I think it's heartbreaking that, that is a society, where more sensitive people have a harder time. I mean, when it comes to economically, or even fame to an extent, we're premiering these types of personalities that are narcissistic, very cutthroat, very assertive, very dominant, not sensitive. Right? So it's stepping over corpses to get what you want and all of that.

I think the movie is doing a great job of posing that criticism to this world, and should the world as a society, value these traits that Kane possesses over someone as beautiful as Emma?

Clowning around

Switching gears, Pennywise is one of the most insidiously creepy characters in cinematic history. What did you do to sort of separate yourself from the original, and how did you pull yourself back from his personality when the cameras weren't rolling?
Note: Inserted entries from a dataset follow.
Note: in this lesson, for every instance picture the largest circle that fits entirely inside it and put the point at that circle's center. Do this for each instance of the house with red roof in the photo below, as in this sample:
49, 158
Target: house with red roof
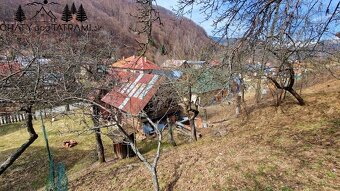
135, 64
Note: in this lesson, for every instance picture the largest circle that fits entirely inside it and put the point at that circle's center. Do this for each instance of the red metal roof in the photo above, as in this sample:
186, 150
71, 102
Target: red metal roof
133, 92
136, 63
9, 68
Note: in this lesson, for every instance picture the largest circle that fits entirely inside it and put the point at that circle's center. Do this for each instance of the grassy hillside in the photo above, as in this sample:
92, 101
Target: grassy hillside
286, 148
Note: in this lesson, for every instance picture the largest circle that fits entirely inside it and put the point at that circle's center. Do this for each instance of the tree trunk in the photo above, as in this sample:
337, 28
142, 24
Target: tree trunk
67, 108
297, 96
155, 179
99, 142
33, 136
238, 105
258, 93
193, 128
100, 147
171, 123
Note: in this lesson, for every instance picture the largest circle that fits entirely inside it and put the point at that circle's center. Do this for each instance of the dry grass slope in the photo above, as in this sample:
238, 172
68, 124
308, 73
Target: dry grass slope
286, 148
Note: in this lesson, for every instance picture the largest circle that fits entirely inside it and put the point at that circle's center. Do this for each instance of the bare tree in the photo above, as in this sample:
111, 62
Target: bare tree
285, 30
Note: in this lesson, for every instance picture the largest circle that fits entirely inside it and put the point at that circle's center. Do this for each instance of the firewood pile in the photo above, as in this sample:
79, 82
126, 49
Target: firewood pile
69, 144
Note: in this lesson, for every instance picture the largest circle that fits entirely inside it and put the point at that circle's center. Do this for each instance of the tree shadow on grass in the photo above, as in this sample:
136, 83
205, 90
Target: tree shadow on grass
30, 171
11, 128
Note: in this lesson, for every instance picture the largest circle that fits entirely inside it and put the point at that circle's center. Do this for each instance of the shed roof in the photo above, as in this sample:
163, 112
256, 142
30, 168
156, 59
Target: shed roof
135, 63
133, 92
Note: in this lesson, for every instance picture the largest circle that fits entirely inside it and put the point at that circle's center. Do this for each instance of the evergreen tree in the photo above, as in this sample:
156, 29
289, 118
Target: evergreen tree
73, 9
67, 15
20, 15
81, 14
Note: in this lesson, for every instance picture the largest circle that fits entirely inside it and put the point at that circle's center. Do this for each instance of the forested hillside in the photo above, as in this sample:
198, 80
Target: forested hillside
174, 37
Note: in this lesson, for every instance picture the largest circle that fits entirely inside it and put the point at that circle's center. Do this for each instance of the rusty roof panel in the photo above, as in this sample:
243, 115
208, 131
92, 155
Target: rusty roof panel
133, 92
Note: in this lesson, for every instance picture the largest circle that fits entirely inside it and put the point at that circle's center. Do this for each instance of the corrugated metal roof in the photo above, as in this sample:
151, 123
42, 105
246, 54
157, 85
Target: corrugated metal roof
173, 63
133, 92
136, 63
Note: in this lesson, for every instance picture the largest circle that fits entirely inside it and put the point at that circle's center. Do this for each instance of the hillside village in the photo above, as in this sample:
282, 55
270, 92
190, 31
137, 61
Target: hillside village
142, 105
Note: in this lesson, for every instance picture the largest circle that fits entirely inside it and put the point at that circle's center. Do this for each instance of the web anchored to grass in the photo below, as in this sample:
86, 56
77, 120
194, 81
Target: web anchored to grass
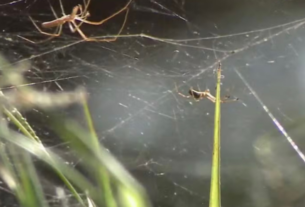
112, 185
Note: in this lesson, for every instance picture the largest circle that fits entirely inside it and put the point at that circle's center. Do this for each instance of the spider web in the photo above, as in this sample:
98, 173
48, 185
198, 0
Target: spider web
164, 139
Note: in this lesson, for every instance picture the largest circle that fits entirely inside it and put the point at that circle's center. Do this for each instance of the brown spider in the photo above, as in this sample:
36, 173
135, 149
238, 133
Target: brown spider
198, 95
80, 14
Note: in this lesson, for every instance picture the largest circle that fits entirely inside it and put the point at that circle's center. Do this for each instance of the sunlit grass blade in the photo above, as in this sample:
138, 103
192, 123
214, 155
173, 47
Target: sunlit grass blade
215, 197
19, 173
103, 162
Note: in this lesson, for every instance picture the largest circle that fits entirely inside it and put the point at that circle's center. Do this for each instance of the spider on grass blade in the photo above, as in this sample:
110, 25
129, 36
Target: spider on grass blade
78, 14
198, 95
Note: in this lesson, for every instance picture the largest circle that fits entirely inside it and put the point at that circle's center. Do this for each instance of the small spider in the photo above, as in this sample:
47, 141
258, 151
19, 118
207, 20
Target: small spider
198, 95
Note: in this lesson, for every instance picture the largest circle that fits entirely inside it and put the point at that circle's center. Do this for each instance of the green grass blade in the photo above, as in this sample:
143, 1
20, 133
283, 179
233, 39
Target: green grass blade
215, 198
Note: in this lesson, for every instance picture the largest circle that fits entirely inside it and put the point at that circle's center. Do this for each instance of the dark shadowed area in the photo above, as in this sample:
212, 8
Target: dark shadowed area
163, 139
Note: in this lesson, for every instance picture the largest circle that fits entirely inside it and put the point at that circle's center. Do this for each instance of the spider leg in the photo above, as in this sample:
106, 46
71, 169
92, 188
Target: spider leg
228, 99
184, 96
96, 39
108, 18
52, 35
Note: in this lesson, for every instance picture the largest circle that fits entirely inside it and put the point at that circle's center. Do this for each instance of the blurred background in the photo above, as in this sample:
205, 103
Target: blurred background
163, 139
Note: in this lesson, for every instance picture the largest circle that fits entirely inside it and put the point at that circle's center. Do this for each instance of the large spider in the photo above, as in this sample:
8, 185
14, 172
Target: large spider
79, 14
And did you have a moment where you were sort of freaked out on set?

No, I was never freaked out on set. I actually had a lot of fun doing the character. My job is to put myself in a character's point of view, whether it's someone like Kane or a child-eating clown like Pennywise. So I get a thrill of trying to understand some thing or someone that's very different from who I am, and then building that perspective into a fully-fleshed character. Which is harder with someone like Pennywise, because it's even more crazily abstract than "Nine Days." It's this weird entity that lives in the figment of children's imagination. So it's like, 'Okay, what are the rules here?'

But I was having an ongoing conversation with Andy, the director of those films. We came up with something that became a structure and rules for that character. And then, once you have those, you know which parameters you're moving in. And once that is set, it's easier, and it's a lot of fun.

Double the Pennywise, double the trouble

And how did you separate from the original film?

How I separated my performances from Tim Curry?

Yeah. How did you make it different? What did you try to do that was different from the original?

Yeah. I mean, the original is amazing. Whenever you do a re-adaptation, or a remake, or however you want to phrase it, you want to do something that feels different from what's already been done. And I think even Andy, just casting me in the role, meant for it to be different than Tim Curry's version of It.

I'm a huge fan of Tim Curry's. And I'm a huge fan of that performance. But for me, I didn't honestly think about that performance all that much when we got into making this one. It was like, "Okay, we're going a different direction with it." And then I felt that I just had to focus on my interpretation and building this character based off of Andy's vision, which was based off of the new version of the script. So it became a separate thing.

I think the result became very separate, different as well. I don't even really see the point in comparing the two. It's like, they're both great in very different ways. Not to say that my performance is great or anything, but the movies. So it's two different adaptations.

Definitely. Well, I think everyone would say that it was pretty great.

"Nine Days" is in theaters nationwide now.